Yes, you read the title correctly, debt might be good for you. Most people (including myself) have been brought up to see debt as a bad thing that must be avoided in its entirety. We have been fed with stories about people who built houses, owned companies and lived large but died without leaving an inheritance because all the properties had been used as collaterals against unpaid loans.
However, debt is not bad in its entirety and the power of debt when properly harnessed can give you the leverage to build wealth that is exponentially greater than what your earning power would naturally dictate. I posit that debt could be likened to fire, which is often regarded as a good slave but a wicked master. This piece seeks to give you three instances in which debt might be good for you.

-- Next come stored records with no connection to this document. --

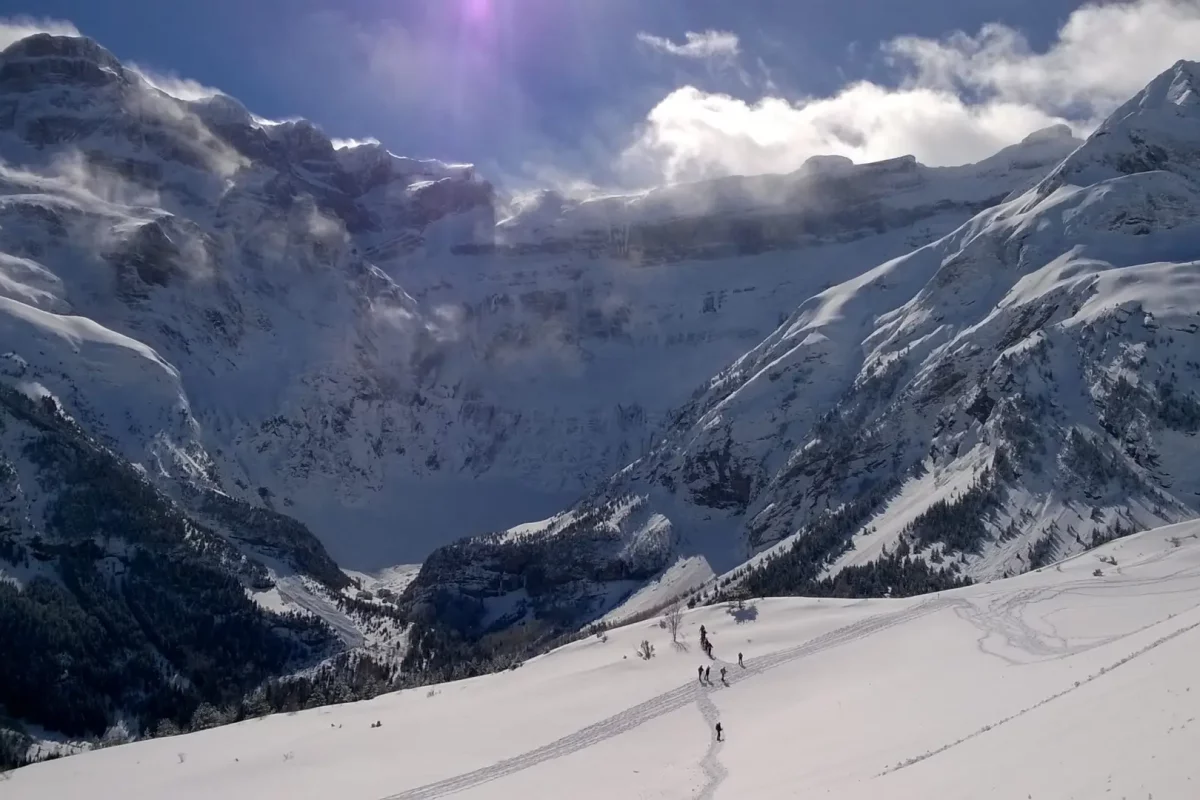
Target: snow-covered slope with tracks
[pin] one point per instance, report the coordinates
(1074, 681)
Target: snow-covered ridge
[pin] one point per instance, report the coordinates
(821, 188)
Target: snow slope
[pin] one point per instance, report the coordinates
(1073, 681)
(1017, 390)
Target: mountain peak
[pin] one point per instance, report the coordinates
(48, 46)
(1157, 130)
(1051, 133)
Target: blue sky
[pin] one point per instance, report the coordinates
(610, 91)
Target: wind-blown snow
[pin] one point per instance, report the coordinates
(1073, 681)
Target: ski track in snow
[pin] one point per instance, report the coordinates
(1071, 689)
(293, 590)
(712, 765)
(666, 703)
(991, 620)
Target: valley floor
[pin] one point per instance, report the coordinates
(1078, 680)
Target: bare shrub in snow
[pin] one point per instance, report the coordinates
(673, 620)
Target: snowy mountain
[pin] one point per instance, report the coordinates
(1015, 391)
(1073, 681)
(351, 338)
(238, 361)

You Can Use Debt to Create Wealth
The first reason debt is good for you is that it could be a powerful tool for wealth creation. Not many people would have the opportunity to work at a job in which they could earn a massive salary from which they could save up enough money to become wealthy. However, debt can bridge this gap by providing with leverage beyond the scope of what you could normally save from your salary.
Inasmuch as you have a stable source of income or collateral, you can easily leverage your future earnings or equity to raise funds that could be invested in a business. However, if you choose to save up enough money to invest in the business opportunity, other needs could arise for the savings, you might grow weary on the way and the investment opportunity might no longer be viable when you eventually have the money.
However, if you choose to use debt to create wealth, a simple insight to keep in mind is that the return on the investment must be significantly greater than the interest you are required to pay on the loan.
Debt Can Sharpen Your Ability to Seek out the Best ROI
The second reason debt could be good for you is that it could sharpen your ability to seek out the opportunity with the best ROI (Return on Investment) when presented with different investment opportunities. I have already mentioned that when investing borrowed funds, the return on the investment must be significantly greater than the interest you are required to pay on the loan.
For instance, if you are required to pay an interest of 3% per annum on a loan, the investment for which the loan will be used should give you at least a 5% return per annum. However, if you were investing your personal funds, you might blindly invest in a business that will only give you an ROI of 2% per annum but a loan will ensure you search out better opportunities.
Debt Can Put a Roof on Your Head
Many Nigerians don’t fully appreciate the importance of taking home loans or building a house with a mortgage. However, the fact remains owning your house could do wonders for you financial, emotional and psychological health. Hence, instead of waiting until you are able to save up enough money to build/buy a house, taking a home loan or mortgage could be a better and faster alternative that will put a roof on your head.
An important point to note is that if you don’t take a mortgage and own your home, you’ll still be paying a yearly rent to the landlord of your current house. However, when you take a mortgage and you live in your house, you can consider the mortgage payments as the rent you would normally pay to a landlord. The best part is that you’ll stop paying that rent (mortgage) in 10,15, 20 years and the house will be yours completely.
Nonetheless, before you take a home loan or mortgage, you should be relatively young (with at least 15 years of active service ahead of you), you should have a stable income and you should not be planning to relocate from where you intend to build the house.